Depending on who you talk to, “sophomore slump” is either “ubiquitous” and “unavoidable” or a total non-issue.
If your second-year student isn’t experiencing it, you can feel grateful. If you are sensing a slump, however, you’re not alone.
Here’s what may be going on, and how you can help your second-year student turn things around (or fend off the syndrome altogether if you are the parent of a first-year student).
Students and parents alike agree that sophomore year means the “excitement and new experiences” of freshman year are a thing of the past, “but you haven’t found your rhythm like you do in junior year” (Ziv, Pomona College sophomore).
Catherine, a sophomore at Baylor University, agreed. She also pointed out that even as “enthusiasm and motivation” falter a bit, academic pressure increases for second-year students. “Many of the prerequisites are out of the way and sophomores begin taking upper level classes and classes specific to their majors. Accountability is higher,” she said, and there’s none of the “wiggle room” professors sometimes allow freshmen. The “slump,” in other words, can equate to a GPA dip as well as a generalized slump in spirits.
Some second-year students are still searching for a place on campus — a club, team, or campus job that might create a feeling of home. Students who don’t know what they want to major in may feel anxious and unfocused. “My son is slow to understand his big picture and how he can make the best use of his talents,” one parent observed.
Many universities have instituted “Second Year Experience” programs to counter the lack of momentum and connection that can lead to sophomore slump. At large universities, SYE living-learning communities are designed to keep students living on campus and engaged. Ohio State, for example, has documented higher retention and graduation rates among students who live on campus sophomore year (95.7% vs. 91% for all the other students in the entering class).

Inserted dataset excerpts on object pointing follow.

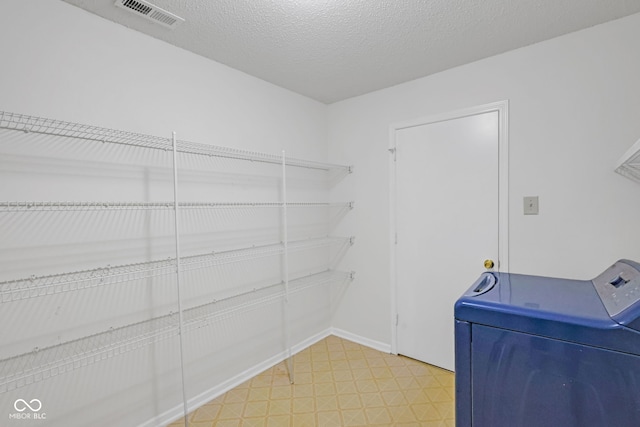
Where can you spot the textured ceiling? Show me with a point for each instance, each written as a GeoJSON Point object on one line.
{"type": "Point", "coordinates": [331, 50]}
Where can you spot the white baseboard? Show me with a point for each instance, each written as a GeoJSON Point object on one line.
{"type": "Point", "coordinates": [176, 413]}
{"type": "Point", "coordinates": [367, 342]}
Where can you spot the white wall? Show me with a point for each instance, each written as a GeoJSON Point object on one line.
{"type": "Point", "coordinates": [574, 110]}
{"type": "Point", "coordinates": [61, 62]}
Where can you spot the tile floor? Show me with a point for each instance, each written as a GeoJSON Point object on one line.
{"type": "Point", "coordinates": [337, 383]}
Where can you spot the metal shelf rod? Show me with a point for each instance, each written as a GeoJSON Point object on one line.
{"type": "Point", "coordinates": [37, 286]}
{"type": "Point", "coordinates": [31, 124]}
{"type": "Point", "coordinates": [42, 364]}
{"type": "Point", "coordinates": [40, 206]}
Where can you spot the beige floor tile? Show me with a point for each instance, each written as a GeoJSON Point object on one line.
{"type": "Point", "coordinates": [354, 417]}
{"type": "Point", "coordinates": [337, 383]}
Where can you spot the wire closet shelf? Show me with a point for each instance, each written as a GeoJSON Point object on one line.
{"type": "Point", "coordinates": [43, 363]}
{"type": "Point", "coordinates": [40, 286]}
{"type": "Point", "coordinates": [26, 123]}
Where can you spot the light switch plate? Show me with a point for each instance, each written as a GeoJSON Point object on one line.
{"type": "Point", "coordinates": [531, 205]}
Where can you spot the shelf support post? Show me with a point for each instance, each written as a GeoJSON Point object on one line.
{"type": "Point", "coordinates": [176, 217]}
{"type": "Point", "coordinates": [287, 326]}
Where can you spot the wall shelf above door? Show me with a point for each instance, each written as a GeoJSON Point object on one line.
{"type": "Point", "coordinates": [629, 164]}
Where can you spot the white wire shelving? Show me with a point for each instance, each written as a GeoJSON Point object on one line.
{"type": "Point", "coordinates": [51, 206]}
{"type": "Point", "coordinates": [39, 125]}
{"type": "Point", "coordinates": [629, 164]}
{"type": "Point", "coordinates": [44, 363]}
{"type": "Point", "coordinates": [40, 286]}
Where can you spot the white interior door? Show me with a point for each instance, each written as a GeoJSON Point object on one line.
{"type": "Point", "coordinates": [447, 225]}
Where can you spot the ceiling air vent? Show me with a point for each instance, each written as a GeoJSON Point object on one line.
{"type": "Point", "coordinates": [151, 12]}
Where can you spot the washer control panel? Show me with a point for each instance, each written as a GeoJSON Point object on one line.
{"type": "Point", "coordinates": [619, 286]}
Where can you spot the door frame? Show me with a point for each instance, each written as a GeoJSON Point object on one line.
{"type": "Point", "coordinates": [502, 108]}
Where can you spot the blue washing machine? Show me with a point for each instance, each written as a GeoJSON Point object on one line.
{"type": "Point", "coordinates": [545, 352]}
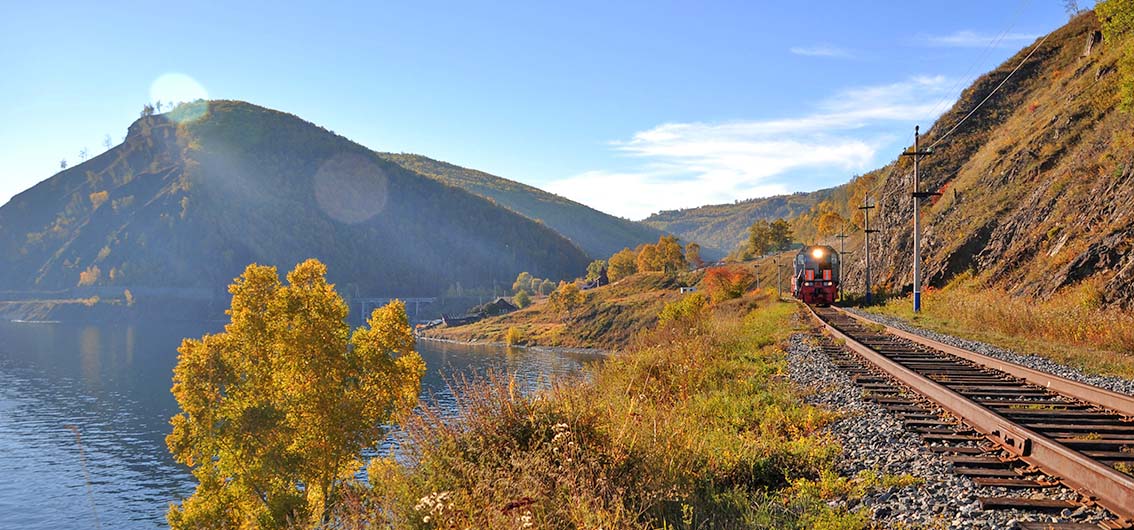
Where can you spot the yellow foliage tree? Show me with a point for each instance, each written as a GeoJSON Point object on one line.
{"type": "Point", "coordinates": [621, 265]}
{"type": "Point", "coordinates": [567, 297]}
{"type": "Point", "coordinates": [277, 409]}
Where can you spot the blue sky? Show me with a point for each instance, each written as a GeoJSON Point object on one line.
{"type": "Point", "coordinates": [628, 107]}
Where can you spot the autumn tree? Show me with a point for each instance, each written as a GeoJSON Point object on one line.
{"type": "Point", "coordinates": [621, 265]}
{"type": "Point", "coordinates": [648, 259]}
{"type": "Point", "coordinates": [595, 269]}
{"type": "Point", "coordinates": [760, 237]}
{"type": "Point", "coordinates": [522, 299]}
{"type": "Point", "coordinates": [567, 297]}
{"type": "Point", "coordinates": [726, 283]}
{"type": "Point", "coordinates": [693, 254]}
{"type": "Point", "coordinates": [829, 224]}
{"type": "Point", "coordinates": [1117, 20]}
{"type": "Point", "coordinates": [277, 410]}
{"type": "Point", "coordinates": [523, 283]}
{"type": "Point", "coordinates": [670, 255]}
{"type": "Point", "coordinates": [780, 235]}
{"type": "Point", "coordinates": [547, 287]}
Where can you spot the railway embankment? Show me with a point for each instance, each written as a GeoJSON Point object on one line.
{"type": "Point", "coordinates": [1034, 361]}
{"type": "Point", "coordinates": [876, 443]}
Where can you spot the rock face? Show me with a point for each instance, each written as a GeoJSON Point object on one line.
{"type": "Point", "coordinates": [1037, 186]}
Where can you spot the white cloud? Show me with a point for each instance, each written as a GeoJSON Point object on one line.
{"type": "Point", "coordinates": [683, 165]}
{"type": "Point", "coordinates": [821, 50]}
{"type": "Point", "coordinates": [970, 39]}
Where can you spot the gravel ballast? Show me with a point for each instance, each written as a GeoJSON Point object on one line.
{"type": "Point", "coordinates": [1111, 383]}
{"type": "Point", "coordinates": [874, 439]}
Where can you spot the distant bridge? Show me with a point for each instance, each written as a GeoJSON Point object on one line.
{"type": "Point", "coordinates": [413, 305]}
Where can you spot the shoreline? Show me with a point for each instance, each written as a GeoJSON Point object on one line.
{"type": "Point", "coordinates": [534, 347]}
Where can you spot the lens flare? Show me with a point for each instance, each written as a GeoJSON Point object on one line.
{"type": "Point", "coordinates": [350, 188]}
{"type": "Point", "coordinates": [176, 87]}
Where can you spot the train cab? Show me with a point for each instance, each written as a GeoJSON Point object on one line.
{"type": "Point", "coordinates": [815, 275]}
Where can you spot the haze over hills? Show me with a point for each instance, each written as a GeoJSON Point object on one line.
{"type": "Point", "coordinates": [724, 227]}
{"type": "Point", "coordinates": [194, 195]}
{"type": "Point", "coordinates": [597, 233]}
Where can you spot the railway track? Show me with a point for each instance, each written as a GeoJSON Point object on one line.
{"type": "Point", "coordinates": [1012, 427]}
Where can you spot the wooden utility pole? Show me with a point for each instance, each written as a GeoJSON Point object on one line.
{"type": "Point", "coordinates": [866, 232]}
{"type": "Point", "coordinates": [917, 194]}
{"type": "Point", "coordinates": [843, 251]}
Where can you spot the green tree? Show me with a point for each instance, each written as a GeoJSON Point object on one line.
{"type": "Point", "coordinates": [670, 254]}
{"type": "Point", "coordinates": [780, 235]}
{"type": "Point", "coordinates": [621, 265]}
{"type": "Point", "coordinates": [595, 269]}
{"type": "Point", "coordinates": [760, 237]}
{"type": "Point", "coordinates": [1117, 20]}
{"type": "Point", "coordinates": [547, 287]}
{"type": "Point", "coordinates": [523, 283]}
{"type": "Point", "coordinates": [277, 409]}
{"type": "Point", "coordinates": [567, 297]}
{"type": "Point", "coordinates": [522, 299]}
{"type": "Point", "coordinates": [693, 254]}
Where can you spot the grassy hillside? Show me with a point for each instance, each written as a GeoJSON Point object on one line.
{"type": "Point", "coordinates": [608, 319]}
{"type": "Point", "coordinates": [194, 195]}
{"type": "Point", "coordinates": [1038, 185]}
{"type": "Point", "coordinates": [597, 233]}
{"type": "Point", "coordinates": [722, 227]}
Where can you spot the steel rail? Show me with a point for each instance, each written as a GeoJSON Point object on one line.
{"type": "Point", "coordinates": [1109, 488]}
{"type": "Point", "coordinates": [1120, 403]}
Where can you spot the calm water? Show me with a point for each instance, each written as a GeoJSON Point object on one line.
{"type": "Point", "coordinates": [110, 386]}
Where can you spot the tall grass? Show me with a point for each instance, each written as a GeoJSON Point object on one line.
{"type": "Point", "coordinates": [694, 426]}
{"type": "Point", "coordinates": [1072, 327]}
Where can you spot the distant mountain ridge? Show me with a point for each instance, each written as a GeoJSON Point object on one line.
{"type": "Point", "coordinates": [599, 234]}
{"type": "Point", "coordinates": [194, 195]}
{"type": "Point", "coordinates": [724, 227]}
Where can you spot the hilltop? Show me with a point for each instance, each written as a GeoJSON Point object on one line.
{"type": "Point", "coordinates": [599, 234]}
{"type": "Point", "coordinates": [194, 195]}
{"type": "Point", "coordinates": [722, 227]}
{"type": "Point", "coordinates": [1037, 185]}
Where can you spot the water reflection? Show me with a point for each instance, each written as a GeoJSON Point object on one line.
{"type": "Point", "coordinates": [111, 383]}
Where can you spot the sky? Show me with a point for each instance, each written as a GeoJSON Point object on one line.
{"type": "Point", "coordinates": [628, 107]}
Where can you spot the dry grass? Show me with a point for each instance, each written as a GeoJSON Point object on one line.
{"type": "Point", "coordinates": [1071, 328]}
{"type": "Point", "coordinates": [694, 426]}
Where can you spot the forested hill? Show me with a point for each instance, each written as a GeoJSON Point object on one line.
{"type": "Point", "coordinates": [722, 227]}
{"type": "Point", "coordinates": [1038, 184]}
{"type": "Point", "coordinates": [599, 234]}
{"type": "Point", "coordinates": [194, 195]}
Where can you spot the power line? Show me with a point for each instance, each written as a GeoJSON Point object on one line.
{"type": "Point", "coordinates": [993, 43]}
{"type": "Point", "coordinates": [971, 112]}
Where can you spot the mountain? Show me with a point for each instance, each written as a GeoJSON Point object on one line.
{"type": "Point", "coordinates": [724, 227]}
{"type": "Point", "coordinates": [1038, 184]}
{"type": "Point", "coordinates": [597, 233]}
{"type": "Point", "coordinates": [194, 195]}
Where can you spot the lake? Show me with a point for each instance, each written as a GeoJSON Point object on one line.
{"type": "Point", "coordinates": [84, 411]}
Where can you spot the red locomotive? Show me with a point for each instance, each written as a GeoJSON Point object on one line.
{"type": "Point", "coordinates": [815, 277]}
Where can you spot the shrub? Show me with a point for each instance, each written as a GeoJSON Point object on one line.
{"type": "Point", "coordinates": [727, 283]}
{"type": "Point", "coordinates": [513, 336]}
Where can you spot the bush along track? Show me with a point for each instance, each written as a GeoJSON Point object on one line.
{"type": "Point", "coordinates": [695, 425]}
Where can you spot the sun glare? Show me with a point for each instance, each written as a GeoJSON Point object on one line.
{"type": "Point", "coordinates": [176, 87]}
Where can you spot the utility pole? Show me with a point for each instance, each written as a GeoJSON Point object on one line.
{"type": "Point", "coordinates": [843, 251]}
{"type": "Point", "coordinates": [779, 294]}
{"type": "Point", "coordinates": [866, 232]}
{"type": "Point", "coordinates": [917, 194]}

At other schools, SYE programming includes events that connect students with faculty members. At Duke, students attend “career luncheons” in the faculty dining hall while at Loyola University in Chicago funds are available for students to take professors out. Loyola also sponsors a sophomore retreat and “Halfway to Graduation” celebration and gives out a special “Second Year Finals Kit” at the Student Center.
They get involved.
They focus on major and career.
They enjoy deeper friendships, better housing, and expanded social opportunities.

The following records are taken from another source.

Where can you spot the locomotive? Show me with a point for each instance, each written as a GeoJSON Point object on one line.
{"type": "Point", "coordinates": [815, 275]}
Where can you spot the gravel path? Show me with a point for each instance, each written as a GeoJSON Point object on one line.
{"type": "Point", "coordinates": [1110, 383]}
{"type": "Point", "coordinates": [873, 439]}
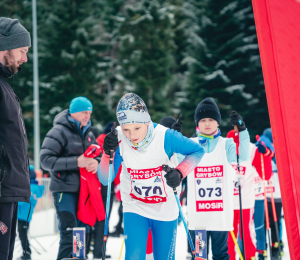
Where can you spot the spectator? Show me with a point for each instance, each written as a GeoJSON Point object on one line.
{"type": "Point", "coordinates": [14, 44]}
{"type": "Point", "coordinates": [62, 155]}
{"type": "Point", "coordinates": [25, 211]}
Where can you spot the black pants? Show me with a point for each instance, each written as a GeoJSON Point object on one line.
{"type": "Point", "coordinates": [278, 208]}
{"type": "Point", "coordinates": [219, 245]}
{"type": "Point", "coordinates": [23, 227]}
{"type": "Point", "coordinates": [99, 226]}
{"type": "Point", "coordinates": [66, 205]}
{"type": "Point", "coordinates": [8, 223]}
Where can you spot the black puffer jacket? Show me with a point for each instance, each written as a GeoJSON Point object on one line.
{"type": "Point", "coordinates": [14, 168]}
{"type": "Point", "coordinates": [62, 146]}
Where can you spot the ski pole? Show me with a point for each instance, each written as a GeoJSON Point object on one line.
{"type": "Point", "coordinates": [167, 169]}
{"type": "Point", "coordinates": [236, 244]}
{"type": "Point", "coordinates": [265, 198]}
{"type": "Point", "coordinates": [108, 197]}
{"type": "Point", "coordinates": [122, 248]}
{"type": "Point", "coordinates": [275, 215]}
{"type": "Point", "coordinates": [236, 130]}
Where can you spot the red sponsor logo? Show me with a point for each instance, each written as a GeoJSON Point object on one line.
{"type": "Point", "coordinates": [209, 172]}
{"type": "Point", "coordinates": [74, 245]}
{"type": "Point", "coordinates": [257, 179]}
{"type": "Point", "coordinates": [242, 169]}
{"type": "Point", "coordinates": [144, 173]}
{"type": "Point", "coordinates": [209, 205]}
{"type": "Point", "coordinates": [3, 228]}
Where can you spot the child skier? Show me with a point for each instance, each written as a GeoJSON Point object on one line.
{"type": "Point", "coordinates": [210, 185]}
{"type": "Point", "coordinates": [249, 172]}
{"type": "Point", "coordinates": [146, 191]}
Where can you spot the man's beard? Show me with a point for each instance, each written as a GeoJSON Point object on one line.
{"type": "Point", "coordinates": [9, 63]}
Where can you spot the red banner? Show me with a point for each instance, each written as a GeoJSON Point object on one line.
{"type": "Point", "coordinates": [277, 24]}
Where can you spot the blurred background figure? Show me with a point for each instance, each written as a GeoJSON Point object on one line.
{"type": "Point", "coordinates": [25, 211]}
{"type": "Point", "coordinates": [62, 154]}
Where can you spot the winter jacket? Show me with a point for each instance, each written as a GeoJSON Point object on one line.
{"type": "Point", "coordinates": [61, 147]}
{"type": "Point", "coordinates": [24, 207]}
{"type": "Point", "coordinates": [14, 168]}
{"type": "Point", "coordinates": [90, 204]}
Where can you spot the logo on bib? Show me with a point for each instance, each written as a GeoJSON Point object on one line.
{"type": "Point", "coordinates": [121, 116]}
{"type": "Point", "coordinates": [219, 180]}
{"type": "Point", "coordinates": [157, 179]}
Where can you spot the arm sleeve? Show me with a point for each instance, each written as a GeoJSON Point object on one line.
{"type": "Point", "coordinates": [103, 168]}
{"type": "Point", "coordinates": [244, 148]}
{"type": "Point", "coordinates": [267, 165]}
{"type": "Point", "coordinates": [50, 155]}
{"type": "Point", "coordinates": [175, 142]}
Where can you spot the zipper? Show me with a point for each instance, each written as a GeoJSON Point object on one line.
{"type": "Point", "coordinates": [2, 167]}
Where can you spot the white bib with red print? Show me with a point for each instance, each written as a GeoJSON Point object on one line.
{"type": "Point", "coordinates": [144, 189]}
{"type": "Point", "coordinates": [246, 175]}
{"type": "Point", "coordinates": [210, 191]}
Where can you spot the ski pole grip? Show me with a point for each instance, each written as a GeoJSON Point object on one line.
{"type": "Point", "coordinates": [179, 118]}
{"type": "Point", "coordinates": [236, 129]}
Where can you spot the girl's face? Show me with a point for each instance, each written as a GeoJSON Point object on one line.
{"type": "Point", "coordinates": [208, 126]}
{"type": "Point", "coordinates": [135, 132]}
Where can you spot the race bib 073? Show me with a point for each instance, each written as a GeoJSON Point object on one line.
{"type": "Point", "coordinates": [240, 175]}
{"type": "Point", "coordinates": [209, 188]}
{"type": "Point", "coordinates": [147, 185]}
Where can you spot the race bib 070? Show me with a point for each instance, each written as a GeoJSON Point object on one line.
{"type": "Point", "coordinates": [209, 188]}
{"type": "Point", "coordinates": [147, 185]}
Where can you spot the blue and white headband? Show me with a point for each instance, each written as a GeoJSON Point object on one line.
{"type": "Point", "coordinates": [132, 110]}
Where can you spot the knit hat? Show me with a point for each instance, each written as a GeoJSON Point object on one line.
{"type": "Point", "coordinates": [207, 108]}
{"type": "Point", "coordinates": [80, 104]}
{"type": "Point", "coordinates": [13, 35]}
{"type": "Point", "coordinates": [107, 127]}
{"type": "Point", "coordinates": [167, 121]}
{"type": "Point", "coordinates": [131, 109]}
{"type": "Point", "coordinates": [268, 133]}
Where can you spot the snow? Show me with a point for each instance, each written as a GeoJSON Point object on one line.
{"type": "Point", "coordinates": [46, 247]}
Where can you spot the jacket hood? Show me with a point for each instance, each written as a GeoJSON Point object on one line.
{"type": "Point", "coordinates": [62, 119]}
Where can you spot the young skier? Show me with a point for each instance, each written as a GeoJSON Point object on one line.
{"type": "Point", "coordinates": [147, 191]}
{"type": "Point", "coordinates": [249, 172]}
{"type": "Point", "coordinates": [267, 137]}
{"type": "Point", "coordinates": [210, 185]}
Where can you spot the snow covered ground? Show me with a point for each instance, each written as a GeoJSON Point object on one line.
{"type": "Point", "coordinates": [46, 247]}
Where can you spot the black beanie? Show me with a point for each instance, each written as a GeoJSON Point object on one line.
{"type": "Point", "coordinates": [13, 35]}
{"type": "Point", "coordinates": [167, 121]}
{"type": "Point", "coordinates": [207, 108]}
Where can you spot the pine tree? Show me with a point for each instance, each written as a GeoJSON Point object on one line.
{"type": "Point", "coordinates": [146, 53]}
{"type": "Point", "coordinates": [228, 66]}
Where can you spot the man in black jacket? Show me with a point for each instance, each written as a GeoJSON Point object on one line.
{"type": "Point", "coordinates": [14, 168]}
{"type": "Point", "coordinates": [62, 155]}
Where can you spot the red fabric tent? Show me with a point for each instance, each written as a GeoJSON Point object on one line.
{"type": "Point", "coordinates": [278, 30]}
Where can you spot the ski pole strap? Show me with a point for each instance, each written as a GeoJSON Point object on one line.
{"type": "Point", "coordinates": [236, 244]}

They take care of health and wellness.
Parents can support slumping sophomores by listening and encouraging. Students who feel unfocused and indecisive may benefit from some time in the career center or an appointment with an academic advisor. Involvement on campus and good health are both spirit-boosters. When students are grounded in the positive, they can be more resilient if or when they do hit a bump in the road.